Ну да. Это была так называемая Мясная улочка. В ларьках когда-то были лавки мясников, поэтому это последнее гетто называли «гетто в мясном ряду». Сколько там было людей? Немного. Может, восемьдесят человек. Может, меньше.

Она снова берет снимок, подносит его к близоруким глазам, долго смотрит и говорит:

— Еще видны следы шагов. — И после паузы: — Очень странно.

Они шли здесь. От юденрата, вдоль Мясной улицы.

Она еще раз смотрит на следы, снег, ларьки. Интересно, кто это снимал? И когда?

Наверное, сразу после. Следы отчетливые, а уже в полдень, когда их расстреливали, шел снег. Людей нет — а их шаги остались. Очень странно.

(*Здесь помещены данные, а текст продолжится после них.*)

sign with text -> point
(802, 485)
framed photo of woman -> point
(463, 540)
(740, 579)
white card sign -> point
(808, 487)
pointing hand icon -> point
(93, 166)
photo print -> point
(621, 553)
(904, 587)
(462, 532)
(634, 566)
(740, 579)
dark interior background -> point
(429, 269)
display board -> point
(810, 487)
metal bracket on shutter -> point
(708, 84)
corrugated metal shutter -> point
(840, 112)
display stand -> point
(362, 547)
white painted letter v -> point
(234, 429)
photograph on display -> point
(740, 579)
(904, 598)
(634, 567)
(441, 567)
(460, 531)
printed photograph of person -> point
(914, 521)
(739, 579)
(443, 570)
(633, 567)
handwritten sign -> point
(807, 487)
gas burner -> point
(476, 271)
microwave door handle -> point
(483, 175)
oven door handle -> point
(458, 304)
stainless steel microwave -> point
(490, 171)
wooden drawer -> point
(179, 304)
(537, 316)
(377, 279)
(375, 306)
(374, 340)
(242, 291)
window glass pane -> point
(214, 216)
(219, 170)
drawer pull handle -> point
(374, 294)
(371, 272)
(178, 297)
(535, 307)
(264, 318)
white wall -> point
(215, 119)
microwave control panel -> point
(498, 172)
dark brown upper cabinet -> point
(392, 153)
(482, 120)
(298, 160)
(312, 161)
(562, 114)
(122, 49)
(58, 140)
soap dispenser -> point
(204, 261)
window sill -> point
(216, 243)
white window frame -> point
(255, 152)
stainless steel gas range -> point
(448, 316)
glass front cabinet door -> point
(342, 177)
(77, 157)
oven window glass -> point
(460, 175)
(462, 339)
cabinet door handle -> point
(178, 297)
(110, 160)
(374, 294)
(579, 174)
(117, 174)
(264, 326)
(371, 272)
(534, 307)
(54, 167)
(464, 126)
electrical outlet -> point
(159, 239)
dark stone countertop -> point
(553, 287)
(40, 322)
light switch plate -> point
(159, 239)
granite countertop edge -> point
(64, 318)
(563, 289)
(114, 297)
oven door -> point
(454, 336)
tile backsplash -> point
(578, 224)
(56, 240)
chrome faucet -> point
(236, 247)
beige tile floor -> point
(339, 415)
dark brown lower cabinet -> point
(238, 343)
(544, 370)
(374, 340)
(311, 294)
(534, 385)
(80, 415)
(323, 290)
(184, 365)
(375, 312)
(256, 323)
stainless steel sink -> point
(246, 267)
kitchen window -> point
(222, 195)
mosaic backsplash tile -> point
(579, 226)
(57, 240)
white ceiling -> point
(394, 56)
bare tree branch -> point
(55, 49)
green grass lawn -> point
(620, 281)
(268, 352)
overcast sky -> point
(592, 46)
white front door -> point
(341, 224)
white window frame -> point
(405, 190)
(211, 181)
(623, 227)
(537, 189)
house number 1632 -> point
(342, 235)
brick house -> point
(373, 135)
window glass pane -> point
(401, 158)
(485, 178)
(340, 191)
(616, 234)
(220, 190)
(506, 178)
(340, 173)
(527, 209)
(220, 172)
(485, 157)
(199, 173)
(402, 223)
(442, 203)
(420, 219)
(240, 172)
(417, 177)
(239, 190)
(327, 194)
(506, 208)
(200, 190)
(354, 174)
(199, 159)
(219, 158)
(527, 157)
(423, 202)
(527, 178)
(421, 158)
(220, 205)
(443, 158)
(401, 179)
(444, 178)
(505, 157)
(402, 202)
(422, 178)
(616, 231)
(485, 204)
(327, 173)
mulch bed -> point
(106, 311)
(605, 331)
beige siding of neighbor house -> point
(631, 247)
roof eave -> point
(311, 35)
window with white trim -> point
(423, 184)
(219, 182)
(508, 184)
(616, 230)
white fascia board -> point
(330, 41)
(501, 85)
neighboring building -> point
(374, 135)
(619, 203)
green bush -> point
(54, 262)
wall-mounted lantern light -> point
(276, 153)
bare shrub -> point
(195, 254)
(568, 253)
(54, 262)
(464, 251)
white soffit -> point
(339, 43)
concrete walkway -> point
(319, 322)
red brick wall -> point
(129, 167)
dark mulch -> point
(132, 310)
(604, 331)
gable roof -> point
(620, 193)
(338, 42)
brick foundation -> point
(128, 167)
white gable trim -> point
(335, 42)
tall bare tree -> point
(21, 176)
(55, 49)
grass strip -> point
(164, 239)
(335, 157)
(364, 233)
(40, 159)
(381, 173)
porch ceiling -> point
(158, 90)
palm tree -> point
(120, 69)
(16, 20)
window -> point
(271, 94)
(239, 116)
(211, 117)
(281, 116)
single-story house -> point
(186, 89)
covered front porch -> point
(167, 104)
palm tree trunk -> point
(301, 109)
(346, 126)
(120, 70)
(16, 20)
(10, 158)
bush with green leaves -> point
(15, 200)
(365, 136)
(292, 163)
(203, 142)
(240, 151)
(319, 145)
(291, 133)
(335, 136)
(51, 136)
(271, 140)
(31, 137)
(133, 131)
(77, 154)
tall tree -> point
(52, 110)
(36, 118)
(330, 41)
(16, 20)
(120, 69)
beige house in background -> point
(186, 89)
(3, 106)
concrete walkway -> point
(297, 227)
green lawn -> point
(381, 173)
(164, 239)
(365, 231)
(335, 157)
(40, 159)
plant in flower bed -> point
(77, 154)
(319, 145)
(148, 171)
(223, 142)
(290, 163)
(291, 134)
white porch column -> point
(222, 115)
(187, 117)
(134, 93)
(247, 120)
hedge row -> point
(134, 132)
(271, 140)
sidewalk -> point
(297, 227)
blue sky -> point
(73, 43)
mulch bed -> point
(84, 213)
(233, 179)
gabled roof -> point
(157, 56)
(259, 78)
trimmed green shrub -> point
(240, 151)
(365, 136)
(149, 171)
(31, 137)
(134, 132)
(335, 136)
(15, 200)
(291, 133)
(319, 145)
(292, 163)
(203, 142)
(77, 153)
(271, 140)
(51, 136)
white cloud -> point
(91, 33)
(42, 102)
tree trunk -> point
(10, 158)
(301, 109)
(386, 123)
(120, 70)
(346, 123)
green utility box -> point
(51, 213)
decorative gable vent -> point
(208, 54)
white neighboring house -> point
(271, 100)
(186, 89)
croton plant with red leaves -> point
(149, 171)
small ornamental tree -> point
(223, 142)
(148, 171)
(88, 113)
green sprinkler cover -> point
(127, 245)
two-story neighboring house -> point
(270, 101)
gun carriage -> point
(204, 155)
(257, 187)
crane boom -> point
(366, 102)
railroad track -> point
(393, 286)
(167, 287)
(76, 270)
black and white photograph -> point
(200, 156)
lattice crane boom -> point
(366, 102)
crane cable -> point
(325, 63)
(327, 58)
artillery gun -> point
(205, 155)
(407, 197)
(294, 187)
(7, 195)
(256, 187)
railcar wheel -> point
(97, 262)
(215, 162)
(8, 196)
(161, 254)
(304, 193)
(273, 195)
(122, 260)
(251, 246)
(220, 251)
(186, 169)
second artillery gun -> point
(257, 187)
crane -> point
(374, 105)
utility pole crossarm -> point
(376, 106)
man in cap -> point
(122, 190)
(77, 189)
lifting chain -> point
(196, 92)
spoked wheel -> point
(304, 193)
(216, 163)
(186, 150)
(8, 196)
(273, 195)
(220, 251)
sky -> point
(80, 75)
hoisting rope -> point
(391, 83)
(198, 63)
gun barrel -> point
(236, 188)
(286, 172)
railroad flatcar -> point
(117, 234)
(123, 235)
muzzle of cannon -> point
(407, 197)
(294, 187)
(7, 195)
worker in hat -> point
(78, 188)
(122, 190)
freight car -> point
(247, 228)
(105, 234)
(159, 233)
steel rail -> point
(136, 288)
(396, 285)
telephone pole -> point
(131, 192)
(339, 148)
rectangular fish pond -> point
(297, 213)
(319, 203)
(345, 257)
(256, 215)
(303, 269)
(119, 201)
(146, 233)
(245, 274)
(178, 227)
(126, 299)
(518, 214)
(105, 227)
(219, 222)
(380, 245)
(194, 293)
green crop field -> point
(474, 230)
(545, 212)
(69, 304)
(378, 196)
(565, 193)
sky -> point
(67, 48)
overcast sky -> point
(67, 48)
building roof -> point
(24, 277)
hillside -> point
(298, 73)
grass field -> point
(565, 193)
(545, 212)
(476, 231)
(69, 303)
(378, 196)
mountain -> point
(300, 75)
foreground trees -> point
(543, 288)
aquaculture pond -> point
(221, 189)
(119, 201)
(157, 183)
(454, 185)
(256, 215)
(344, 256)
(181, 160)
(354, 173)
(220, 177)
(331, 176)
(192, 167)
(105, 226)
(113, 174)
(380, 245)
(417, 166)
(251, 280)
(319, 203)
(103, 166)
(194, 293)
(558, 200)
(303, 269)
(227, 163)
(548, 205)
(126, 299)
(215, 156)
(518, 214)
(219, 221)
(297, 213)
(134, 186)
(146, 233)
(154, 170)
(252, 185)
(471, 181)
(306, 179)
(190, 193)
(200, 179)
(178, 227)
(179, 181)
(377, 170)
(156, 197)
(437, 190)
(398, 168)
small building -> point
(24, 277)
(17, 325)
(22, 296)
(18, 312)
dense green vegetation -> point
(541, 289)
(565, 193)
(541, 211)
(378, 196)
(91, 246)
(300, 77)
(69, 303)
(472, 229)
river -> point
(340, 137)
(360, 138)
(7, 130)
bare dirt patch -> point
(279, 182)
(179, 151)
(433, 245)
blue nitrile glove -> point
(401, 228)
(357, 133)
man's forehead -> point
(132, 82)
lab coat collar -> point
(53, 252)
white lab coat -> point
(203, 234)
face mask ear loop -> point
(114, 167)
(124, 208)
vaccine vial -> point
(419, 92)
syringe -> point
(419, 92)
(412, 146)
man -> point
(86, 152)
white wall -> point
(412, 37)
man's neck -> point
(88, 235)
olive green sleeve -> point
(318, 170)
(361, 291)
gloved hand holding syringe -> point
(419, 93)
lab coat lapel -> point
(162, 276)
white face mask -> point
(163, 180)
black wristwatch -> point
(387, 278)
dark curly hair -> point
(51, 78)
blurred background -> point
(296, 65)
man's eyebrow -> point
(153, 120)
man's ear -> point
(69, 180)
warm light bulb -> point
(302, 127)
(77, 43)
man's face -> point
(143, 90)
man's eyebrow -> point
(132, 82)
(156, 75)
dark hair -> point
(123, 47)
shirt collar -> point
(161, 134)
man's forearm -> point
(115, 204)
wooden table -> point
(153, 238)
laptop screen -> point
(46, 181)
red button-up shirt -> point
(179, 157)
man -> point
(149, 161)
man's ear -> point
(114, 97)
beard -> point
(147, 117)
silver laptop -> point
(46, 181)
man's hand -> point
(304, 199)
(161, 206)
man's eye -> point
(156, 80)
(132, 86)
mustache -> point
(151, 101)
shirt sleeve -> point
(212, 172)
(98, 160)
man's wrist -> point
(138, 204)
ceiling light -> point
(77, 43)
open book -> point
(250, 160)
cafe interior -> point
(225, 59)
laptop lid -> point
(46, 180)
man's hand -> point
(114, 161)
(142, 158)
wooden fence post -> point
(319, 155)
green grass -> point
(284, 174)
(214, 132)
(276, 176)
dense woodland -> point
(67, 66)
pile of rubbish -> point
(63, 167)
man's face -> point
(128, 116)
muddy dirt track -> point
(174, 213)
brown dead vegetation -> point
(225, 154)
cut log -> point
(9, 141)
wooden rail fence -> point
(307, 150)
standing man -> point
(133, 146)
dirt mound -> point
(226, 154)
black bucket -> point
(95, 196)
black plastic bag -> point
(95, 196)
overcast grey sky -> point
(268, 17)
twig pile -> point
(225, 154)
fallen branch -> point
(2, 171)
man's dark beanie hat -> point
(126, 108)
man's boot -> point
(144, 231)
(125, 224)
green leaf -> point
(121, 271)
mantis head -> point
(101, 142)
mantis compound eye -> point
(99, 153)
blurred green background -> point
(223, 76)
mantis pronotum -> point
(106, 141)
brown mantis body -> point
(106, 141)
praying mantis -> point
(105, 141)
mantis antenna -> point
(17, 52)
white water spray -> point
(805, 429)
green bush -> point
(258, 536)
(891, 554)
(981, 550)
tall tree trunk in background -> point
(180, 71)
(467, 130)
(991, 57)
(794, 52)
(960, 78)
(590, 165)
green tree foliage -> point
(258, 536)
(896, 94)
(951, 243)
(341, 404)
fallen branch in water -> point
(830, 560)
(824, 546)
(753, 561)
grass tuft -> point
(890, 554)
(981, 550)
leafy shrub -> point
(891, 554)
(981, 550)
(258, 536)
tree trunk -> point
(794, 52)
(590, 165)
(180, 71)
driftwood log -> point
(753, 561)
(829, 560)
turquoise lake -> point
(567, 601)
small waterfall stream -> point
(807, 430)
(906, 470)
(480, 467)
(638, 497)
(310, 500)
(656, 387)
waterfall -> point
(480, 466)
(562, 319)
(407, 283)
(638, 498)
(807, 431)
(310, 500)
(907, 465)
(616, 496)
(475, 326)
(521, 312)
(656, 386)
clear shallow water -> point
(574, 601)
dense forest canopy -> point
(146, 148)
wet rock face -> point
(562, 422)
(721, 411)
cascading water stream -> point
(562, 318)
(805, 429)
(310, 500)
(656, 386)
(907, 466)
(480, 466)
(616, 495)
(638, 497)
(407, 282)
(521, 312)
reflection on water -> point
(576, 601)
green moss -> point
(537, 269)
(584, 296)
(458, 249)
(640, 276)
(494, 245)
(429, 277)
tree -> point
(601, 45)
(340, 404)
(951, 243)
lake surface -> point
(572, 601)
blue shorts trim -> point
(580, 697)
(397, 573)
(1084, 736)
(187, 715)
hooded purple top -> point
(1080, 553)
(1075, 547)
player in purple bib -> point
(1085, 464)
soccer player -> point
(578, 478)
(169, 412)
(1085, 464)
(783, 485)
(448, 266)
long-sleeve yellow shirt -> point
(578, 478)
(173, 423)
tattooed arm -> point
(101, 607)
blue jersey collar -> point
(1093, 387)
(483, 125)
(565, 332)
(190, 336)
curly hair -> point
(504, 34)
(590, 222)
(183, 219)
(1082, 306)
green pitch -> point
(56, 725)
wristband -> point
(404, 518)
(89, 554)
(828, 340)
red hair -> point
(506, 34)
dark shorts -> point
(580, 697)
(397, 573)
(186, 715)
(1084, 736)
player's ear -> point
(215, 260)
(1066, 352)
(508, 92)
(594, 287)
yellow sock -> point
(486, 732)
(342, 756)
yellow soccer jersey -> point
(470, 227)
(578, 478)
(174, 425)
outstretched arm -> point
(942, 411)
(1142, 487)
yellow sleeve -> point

— Их не сразу повели в поле. Сначала в гестапо — зачем, непонятно. Видно, таков был приказ. Они стояли там, во дворе, пока не привезли детей… — Она прерывается. — Не хочу вспоминать… — Но вдруг передумывает и просит, чтобы записали и увековечили то, что она скажет, потому что она хочет, чтобы остался след.

— Какие дети? Какой след?

След этих детей. А его может оставить только она, потому что только она осталась в живых. Поэтому она расскажет о детях, которых спрятали на чердаке в юденрате, что было строго запрещено, за что грозила смертная казнь, поскольку в то время ни один ребенок уже не имел права жить. Их было восемь, самому старшему лет семь, хотя неизвестно, как было на самом деле, потому что они, когда их привезли, походили вовсе не на детей, а на… ах!..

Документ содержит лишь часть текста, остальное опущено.